Consider the following. Two people go out to cut cane. They both put in a full, eight hour day. They both come back exhausted, each having worked their hardest to cut the cane. One of them is 6’4” and 210 pounds of muscle. The other is smaller. Does the one who cut more, deserve proportionately more pay? Is this going to cause them to cut differently the next day? And is it fair? Now suppose the production is not cutting cane but solving math problems. It’s all brain work. There are 20 fine mathematicians doing the problems. All work the same length day, and put in the same level of concentration and effort. The woman who sits down at the end of the table is a super genius, even in this talented group, and solves twice as many problems as the average for the group, and three times as many as the slowest problem solver in the group. Should she get twice the average income, and should the relative slow-poke get only two-thirds of the average income?

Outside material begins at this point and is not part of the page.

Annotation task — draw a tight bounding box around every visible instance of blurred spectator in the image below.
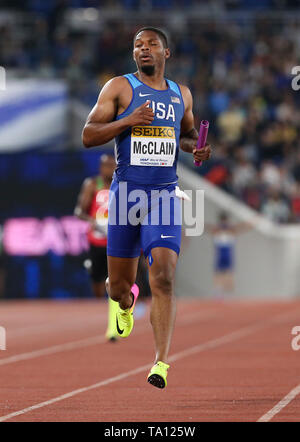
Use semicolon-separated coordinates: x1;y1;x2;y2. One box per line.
0;0;300;222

We know, as progressive people, Roemer aside, that we do not want to pay people more because they own some piece of capital. We do not believe humans should be ranked by how many pieces of gilded paper they have in their pockets. We don’t want this differentiation to even exist. Because this idiotic way of rewarding people without reference to anything they have done or are doing is grotesque, But what about rewarding contribution to output?
Well, rewarding contribution to output rewards social luck (whether you are in a productive workplace and able to contribute more to output or not), genetic endowment (as in the cane cutters and problem solvers), schooling (as in someone who learns productive skills versus someone who doesn’t), and effort (as in working hard or loafing).

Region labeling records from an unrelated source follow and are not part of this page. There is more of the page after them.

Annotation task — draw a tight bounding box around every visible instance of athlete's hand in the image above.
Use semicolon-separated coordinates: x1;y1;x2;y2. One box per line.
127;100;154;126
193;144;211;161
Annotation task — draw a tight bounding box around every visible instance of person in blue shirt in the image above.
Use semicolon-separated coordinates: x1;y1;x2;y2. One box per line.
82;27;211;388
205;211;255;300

So if we take these aspects of rewarding contribution each in turn, first, why should we reward social luck in economic activity? There is no incentive effect (we can’t improve our luck in response to the incentive of higher pay if we are even luckier). There is no moral justification for it. Second, why should we reward luck in the genetic lottery? A person gets groovy genes, so we pay them more to boot? Where is the morality in that? And, again, there is no incentive effect, we cannot alter our genes in pursuit of higher pay. Third, why should we reward schooling? Think about it. Again, there is no moral reason to pay someone more because they have learned something useful (except, of course, in proportion to the sacrifice and effort that went into the learning, which is usually rather low compared to what goes into work). Yes, we can go to school to learn more to get higher wages, but, are higher wages needed to get us to school? You don’t have to pay a lot in their later jobs to entice people to go to school now. No, the only issue is effort and sacrifice and that is what a good economy ought to allocate income in proportion to, and it is the aspect of schooling that ought to be rewarded as well.

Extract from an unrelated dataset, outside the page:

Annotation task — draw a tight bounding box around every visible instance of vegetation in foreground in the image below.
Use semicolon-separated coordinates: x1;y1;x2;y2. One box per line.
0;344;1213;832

What radical economists ought to be doing is figuring out how to organize an economy that promotes solidarity, gives people control over their own productive lives (and all others sides of their lives, too), fosters diversity, and creates equity (which includes people having fair conditions of work and fair incomes based on effort and sacrifice). And markets screw all this up, quite obviously. So, I would like some radical who has become a marketeer but who previously was not, and good candidates are Sam Bowles, or, it seems, Nancy Folbre, to explain why they are now advocating (or seeming to advocate) an institution that they once militantly and correctly, criticized.
And I think everybody else on the left—who still has eyes to see people eating out of garbage cans, and lengthening lines outside psychiatrist’s offices, and every human sentiment turned into a commodity, and unemployment’s toll on those who work and those who don’t, and human beings producing cigarettes for other human beings to smoke, and the obvious truth that the best route to a society of caring and creativity is not to demand that each person be out only for him or herself, as in markets—ought to be asking for the same explanation.